Hyperthyroidism In Cats

Some cats with hyperthyroidism are said to run low fevers. But fever can also be a side effect of the methimazole used to treat them.

Feline Infectious Peritonitis, =  FIP

FIP is the most common cause of a lingering fever in cats that are not showing any identifiable causes.

In the early stage of this disease, shortly after the common coronavirus of cats has mutated into potentially lethal FIP virus, cats often run fevers. Those cats also tend to have very low blood  lymphocyte counts.   (read here)

Teething Puppies And Kittens

Tooth eruption and a fever have been linked for a long time. The problem is that there are a lot of other possible causes of fever at that stage of the development. Teething often causes drooling, strong breath and lessened appetite in puppies and kittens; but do not assume by yourself that it is the cause of fever in your pet or child. (ref

Health Problems That Can Cause Abnormally Low Body Temperature (Hypothermia) In Your Pet:

Your pet’s body temperature drops in all diseases that are grave. When that occurs, it is often a sign of terminal exhaustion. I is always a very worrisome sign unless it can be tied to exposure to low temperature surroundings or recent general anesthesia. 

Overwhelming Infections

Overwhelming bacterial infections (septicemia) that cause shock, splenic (spleen) and stomach torsions, the coma and collapse that follow any life threatening illness all cause subnormal body temperature.

Sedatives And Narcotics

All sedative medications given in too large a dose, overdoses of certain mood altering medications such as amitriptyline given to anxious cats,   clomipramine for anxiety or acepromazine to dogs to alter behavior.

Narcotic painkiller overdose, ingestion of alcohol, low blood sugar/hypoglycemia and insulin overdose can all lower body temperature.

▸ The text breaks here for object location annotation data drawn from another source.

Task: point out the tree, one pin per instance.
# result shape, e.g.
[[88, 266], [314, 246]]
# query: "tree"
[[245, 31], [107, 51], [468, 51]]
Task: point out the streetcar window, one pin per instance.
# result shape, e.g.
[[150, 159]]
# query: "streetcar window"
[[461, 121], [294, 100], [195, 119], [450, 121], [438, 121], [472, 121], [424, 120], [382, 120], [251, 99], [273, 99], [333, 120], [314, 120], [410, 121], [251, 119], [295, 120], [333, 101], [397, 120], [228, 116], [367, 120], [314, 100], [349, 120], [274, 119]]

Cats with hepatic lipidosis, severe starvation in pets or long -term malnutrition are other causes of subnormal body temperature.

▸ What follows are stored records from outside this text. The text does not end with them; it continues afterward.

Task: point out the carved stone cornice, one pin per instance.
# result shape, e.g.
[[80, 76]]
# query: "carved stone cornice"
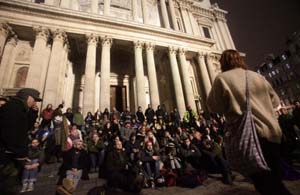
[[13, 41], [59, 35], [138, 44], [201, 54], [41, 32], [212, 57], [150, 46], [92, 39], [83, 22], [185, 4], [181, 51], [67, 46], [106, 41], [219, 14], [172, 50]]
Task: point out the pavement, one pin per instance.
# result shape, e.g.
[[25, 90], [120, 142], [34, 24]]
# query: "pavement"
[[47, 178]]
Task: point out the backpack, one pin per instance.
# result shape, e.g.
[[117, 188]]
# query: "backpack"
[[171, 179]]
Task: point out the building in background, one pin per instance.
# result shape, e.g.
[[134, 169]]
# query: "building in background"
[[113, 53], [283, 71]]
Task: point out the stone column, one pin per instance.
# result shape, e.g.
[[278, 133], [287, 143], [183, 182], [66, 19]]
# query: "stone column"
[[186, 19], [187, 87], [4, 31], [65, 4], [223, 34], [45, 69], [135, 16], [210, 67], [90, 72], [106, 7], [154, 94], [219, 36], [105, 74], [229, 35], [6, 62], [164, 13], [204, 74], [97, 90], [95, 6], [62, 72], [49, 2], [37, 64], [177, 81], [52, 82], [173, 15], [145, 12], [139, 74]]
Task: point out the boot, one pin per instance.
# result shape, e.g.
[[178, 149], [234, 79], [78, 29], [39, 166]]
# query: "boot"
[[24, 187], [30, 187]]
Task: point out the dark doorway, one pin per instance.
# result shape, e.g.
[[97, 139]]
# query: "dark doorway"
[[21, 77], [118, 97]]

Hypothyroidism in dogs can also cause low body temperature – although that is not an accurate way to diagnose the problem.

Late Pregnancy

In mothers, just before the approaching puppy or kitten delivery date, the dog’s body temperature should drop below 100 F (37.8 C) ; the same in cats (If your dog or cat’s temperature goes up near or after delivery call your veterinarian).


The body temperature of puppies and kittens is normally slightly lower than their mother’s. During their infant period, they are very susceptible to dangerous hypothermia. That is because they have greater surface skin area in proportion to their body weight than adults. That allows their body heat to escape easily. The problem can be life-threatening. It can be due to maternal factors, the whelping environment or problems within the infant itself. Read more about that here.

Complementary Tests:

Since fever in your dog or cat can have almost as many causes as there are named diseases, your veterinarian will be looking closely for any possible indications as to what might be underlying the fever – based on the physical examination, your pets age, species, breed, history and lifestyle.

Veterinarians usually begin with the more simple and routine tests, look for suspicious values, and then schedule more sophisticated tests based on those earlier results.

Some of those tests might be:

A standard CBC/WBC and blood chemistry panel , FLV/FIV test in n cats,  urinalysis,   c-reactive protein, presence of stress leukogram or monocytosis, trial response to antibiotics, sedimentation rate,    X-ray and other imaging techniques,   tick panel,   blood culture for pathogens,   lymph node aspiration/biopsy, bone marrow examination/ M:E ratio, Repeat earlier tests; when borderline or negative and diagnosis remains unknown, antibody titers. Blood and urine myoglobin levels when exertional or malignant hyperthermia are suspected.  There are far too many more potential tests for me to list them all.